The Los Angeles Riots

Op-Ed: Villaraigosa: We came together after the 1992 uprising. We can do it now. If we’re going to talk about the Los Angeles riots it’s important to remember that the unrest wasn’t just about…

The Los Angeles Riots

Op-Ed: Villaraigosa: We came together after the 1992 uprising. We can do it now.

If we’re going to talk about the Los Angeles riots it’s important to remember that the unrest wasn’t just about politics or race.

“There is no black-white division or segregation in Los Angeles,” Mayor Antonio Villaraigosa told KPCC’s Laura K. Donahue in 1992.

“There is no class war in Los Angeles, and I don’t believe there can be one, because we are all one people.”

It’s true.

The L.A. riots erupted over a month and a half — from Friday, August 9, to Monday, August 18 — and spanned five different cities: Compton, Long Beach, West Covina, Long Beach, South Gate, and Van Nuys.

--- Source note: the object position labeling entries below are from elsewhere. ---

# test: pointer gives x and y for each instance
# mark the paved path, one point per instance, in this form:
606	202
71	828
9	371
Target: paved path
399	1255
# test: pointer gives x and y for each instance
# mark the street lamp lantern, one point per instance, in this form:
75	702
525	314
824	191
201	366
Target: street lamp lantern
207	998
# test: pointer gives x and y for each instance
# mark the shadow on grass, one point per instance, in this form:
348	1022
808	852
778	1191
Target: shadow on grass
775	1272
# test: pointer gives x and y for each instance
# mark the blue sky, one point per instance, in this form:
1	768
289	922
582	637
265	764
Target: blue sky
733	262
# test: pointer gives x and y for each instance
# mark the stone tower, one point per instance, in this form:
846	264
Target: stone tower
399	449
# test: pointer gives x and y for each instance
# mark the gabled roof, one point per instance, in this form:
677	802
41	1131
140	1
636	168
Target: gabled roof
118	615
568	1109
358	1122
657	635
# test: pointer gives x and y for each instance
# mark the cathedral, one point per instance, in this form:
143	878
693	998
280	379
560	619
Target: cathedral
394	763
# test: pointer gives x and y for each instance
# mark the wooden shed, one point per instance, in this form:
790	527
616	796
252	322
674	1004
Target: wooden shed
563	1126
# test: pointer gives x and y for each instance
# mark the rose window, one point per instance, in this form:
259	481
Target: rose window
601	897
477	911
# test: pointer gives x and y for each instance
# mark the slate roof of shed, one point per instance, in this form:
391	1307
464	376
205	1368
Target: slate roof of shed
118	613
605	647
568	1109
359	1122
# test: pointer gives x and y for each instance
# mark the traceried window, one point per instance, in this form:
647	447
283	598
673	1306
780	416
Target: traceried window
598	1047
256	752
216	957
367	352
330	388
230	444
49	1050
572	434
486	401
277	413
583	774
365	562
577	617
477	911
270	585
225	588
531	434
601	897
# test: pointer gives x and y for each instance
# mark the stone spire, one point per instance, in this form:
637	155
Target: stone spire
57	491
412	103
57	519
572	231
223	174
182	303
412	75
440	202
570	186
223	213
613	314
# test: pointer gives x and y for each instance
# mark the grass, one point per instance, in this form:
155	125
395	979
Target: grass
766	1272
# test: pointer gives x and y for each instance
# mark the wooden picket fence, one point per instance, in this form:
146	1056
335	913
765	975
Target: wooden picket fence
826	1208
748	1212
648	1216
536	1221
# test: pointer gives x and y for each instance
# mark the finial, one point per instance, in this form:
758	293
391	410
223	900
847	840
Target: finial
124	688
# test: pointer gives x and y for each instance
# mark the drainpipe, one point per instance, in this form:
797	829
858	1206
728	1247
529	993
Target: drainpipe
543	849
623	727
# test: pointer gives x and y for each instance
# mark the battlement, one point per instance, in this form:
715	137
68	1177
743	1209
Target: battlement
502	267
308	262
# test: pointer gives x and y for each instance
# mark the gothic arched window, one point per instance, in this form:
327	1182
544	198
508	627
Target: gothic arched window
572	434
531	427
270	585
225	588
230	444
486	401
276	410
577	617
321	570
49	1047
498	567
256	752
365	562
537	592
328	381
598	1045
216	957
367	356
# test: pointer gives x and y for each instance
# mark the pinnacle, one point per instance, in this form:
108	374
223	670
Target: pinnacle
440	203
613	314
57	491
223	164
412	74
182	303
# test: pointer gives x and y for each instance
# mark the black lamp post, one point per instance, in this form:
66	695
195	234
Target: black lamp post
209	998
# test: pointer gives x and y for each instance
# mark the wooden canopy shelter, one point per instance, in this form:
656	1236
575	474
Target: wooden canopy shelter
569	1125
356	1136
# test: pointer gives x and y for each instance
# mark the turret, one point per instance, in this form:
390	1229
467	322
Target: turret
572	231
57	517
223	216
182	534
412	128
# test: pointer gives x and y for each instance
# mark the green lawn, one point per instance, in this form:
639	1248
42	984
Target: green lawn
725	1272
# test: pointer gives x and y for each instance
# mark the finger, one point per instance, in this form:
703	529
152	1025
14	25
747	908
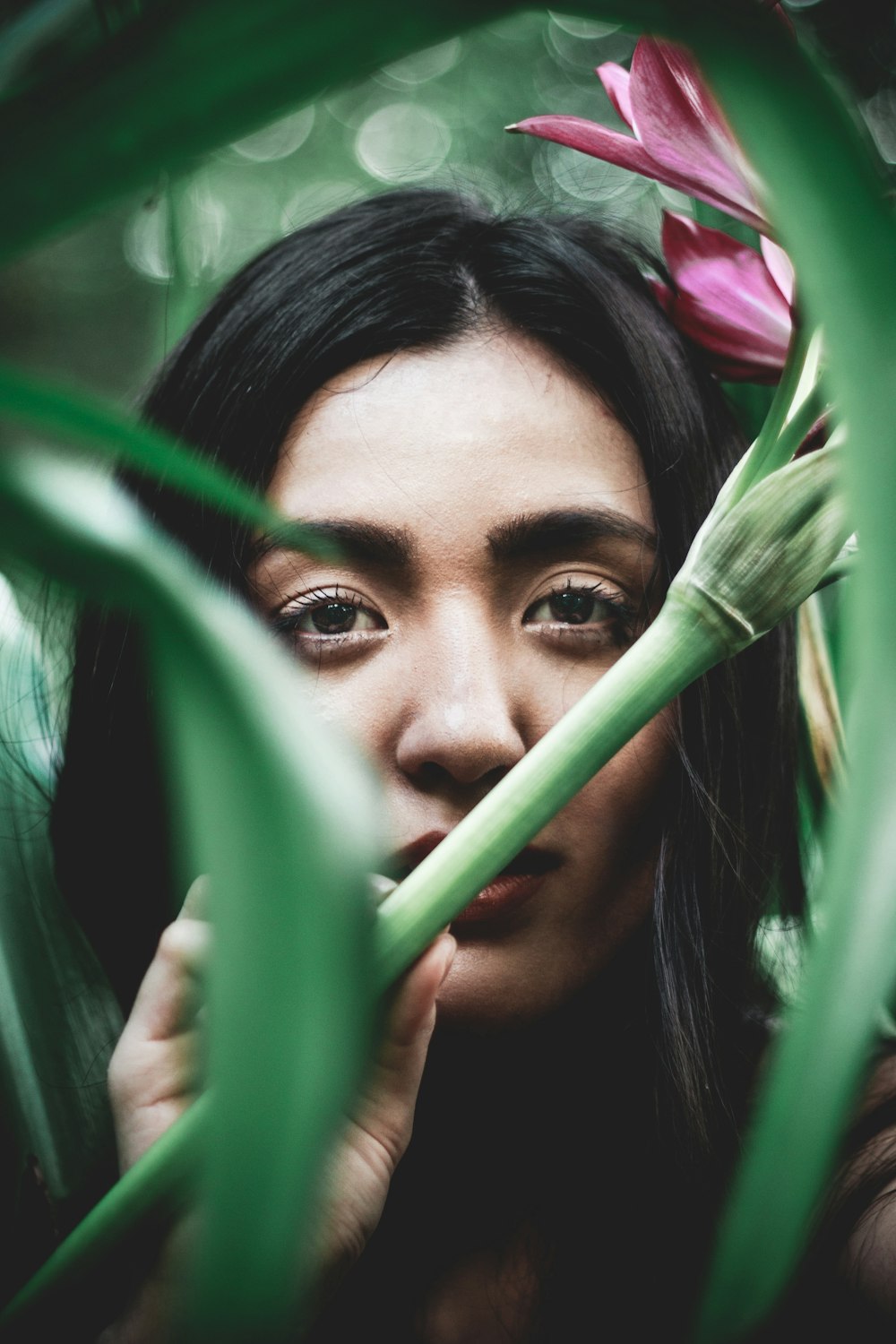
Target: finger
386	1112
171	991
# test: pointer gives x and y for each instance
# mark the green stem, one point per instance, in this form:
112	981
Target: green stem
669	656
769	452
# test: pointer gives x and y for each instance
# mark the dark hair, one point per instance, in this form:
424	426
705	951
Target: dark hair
419	269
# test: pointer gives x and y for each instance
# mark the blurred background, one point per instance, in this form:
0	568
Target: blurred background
99	306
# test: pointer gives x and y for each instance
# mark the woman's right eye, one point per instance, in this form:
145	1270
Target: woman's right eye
323	616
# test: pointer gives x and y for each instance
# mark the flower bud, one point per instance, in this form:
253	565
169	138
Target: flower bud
763	556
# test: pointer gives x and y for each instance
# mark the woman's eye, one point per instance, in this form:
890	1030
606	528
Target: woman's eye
584	605
328	615
336	618
571	607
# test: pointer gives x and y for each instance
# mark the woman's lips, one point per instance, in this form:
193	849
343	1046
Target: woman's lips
513	887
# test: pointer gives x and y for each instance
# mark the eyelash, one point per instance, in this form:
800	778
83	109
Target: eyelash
622	618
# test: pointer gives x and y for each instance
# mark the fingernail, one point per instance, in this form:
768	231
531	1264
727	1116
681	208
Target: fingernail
449	957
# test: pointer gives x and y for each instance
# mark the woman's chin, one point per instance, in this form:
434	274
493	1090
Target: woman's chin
490	988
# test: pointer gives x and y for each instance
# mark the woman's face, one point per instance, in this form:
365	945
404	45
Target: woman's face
497	542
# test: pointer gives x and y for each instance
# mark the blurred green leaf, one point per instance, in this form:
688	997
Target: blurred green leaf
73	418
288	847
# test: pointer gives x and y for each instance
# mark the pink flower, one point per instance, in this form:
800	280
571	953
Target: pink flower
734	301
680	134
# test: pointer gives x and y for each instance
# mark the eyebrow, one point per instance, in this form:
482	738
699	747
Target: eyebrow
363	543
557	530
522	537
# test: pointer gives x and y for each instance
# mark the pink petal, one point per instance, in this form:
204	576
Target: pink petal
780	266
683	129
614	148
727	298
616	81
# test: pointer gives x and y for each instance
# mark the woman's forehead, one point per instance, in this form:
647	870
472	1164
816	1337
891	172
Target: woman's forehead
490	425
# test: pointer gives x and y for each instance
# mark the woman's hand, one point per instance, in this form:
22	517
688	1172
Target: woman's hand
156	1073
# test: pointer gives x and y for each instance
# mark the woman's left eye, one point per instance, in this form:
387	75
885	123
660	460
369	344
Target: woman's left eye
573	605
322	615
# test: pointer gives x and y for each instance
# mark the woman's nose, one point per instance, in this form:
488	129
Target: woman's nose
463	714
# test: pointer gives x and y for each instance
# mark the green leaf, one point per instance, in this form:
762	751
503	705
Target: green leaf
288	847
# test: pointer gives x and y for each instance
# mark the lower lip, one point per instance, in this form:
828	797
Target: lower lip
501	897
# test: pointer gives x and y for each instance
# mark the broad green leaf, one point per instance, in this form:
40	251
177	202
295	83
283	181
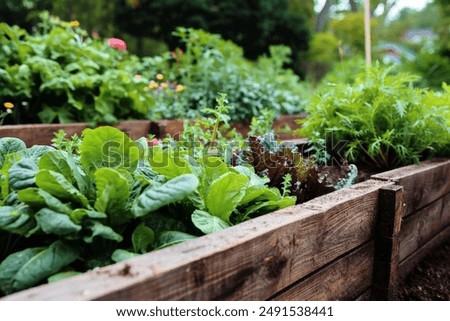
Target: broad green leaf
52	222
38	198
62	275
10	160
57	185
255	180
107	146
269	206
35	152
17	220
22	174
103	231
260	193
169	163
173	191
142	238
225	194
113	193
80	213
9	145
27	268
120	255
208	223
160	223
56	161
170	238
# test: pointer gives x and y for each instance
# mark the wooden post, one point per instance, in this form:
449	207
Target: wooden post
390	210
367	39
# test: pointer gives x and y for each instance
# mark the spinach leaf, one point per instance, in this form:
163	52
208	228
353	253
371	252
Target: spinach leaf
208	223
27	268
98	229
57	185
9	145
107	146
173	191
17	220
52	222
225	194
22	174
38	198
169	163
120	255
142	238
170	238
113	192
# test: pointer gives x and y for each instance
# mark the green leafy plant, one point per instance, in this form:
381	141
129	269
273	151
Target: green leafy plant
380	120
102	198
59	74
208	65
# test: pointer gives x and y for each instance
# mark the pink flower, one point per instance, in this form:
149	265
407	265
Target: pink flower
153	142
117	43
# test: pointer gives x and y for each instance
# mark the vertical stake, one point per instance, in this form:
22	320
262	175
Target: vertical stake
390	211
367	39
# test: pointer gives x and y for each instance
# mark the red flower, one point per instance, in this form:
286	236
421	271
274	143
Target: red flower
119	44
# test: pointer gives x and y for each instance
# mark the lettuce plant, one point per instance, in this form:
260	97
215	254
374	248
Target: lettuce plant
104	198
380	120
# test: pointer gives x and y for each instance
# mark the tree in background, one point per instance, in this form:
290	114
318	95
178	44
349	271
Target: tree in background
94	16
252	24
21	12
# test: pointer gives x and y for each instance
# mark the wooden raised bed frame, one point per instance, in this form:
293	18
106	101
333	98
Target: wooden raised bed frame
353	244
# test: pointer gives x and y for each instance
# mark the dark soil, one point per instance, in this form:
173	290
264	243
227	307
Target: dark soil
430	280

The riots were sparked by the beating of Rodney King by police officers as he was being transported.

It became a national obsession that would take years to fade. The story of an unarmed black man, who died of a heart attack after being beaten by police officers under arrest, was the biggest story in the country after King’s death and would be re-told for generations.

On the other side of the story, of course, was the city’s Police Department. They were accused of being racist, with some saying they didn’t even like blacks.

And there were other, lesser-known but important forces at work: the media, who, in the days following the riots, called the LAPD racist, said they had a “culture of terror” and that they “groomed potential police officers to become assassins, not police.”

It became front-page news around the world, and it had the effect of turning the focus away from violence on a personal level — what some called the LAPD’s “culture of terror” — to an issue of civil rights.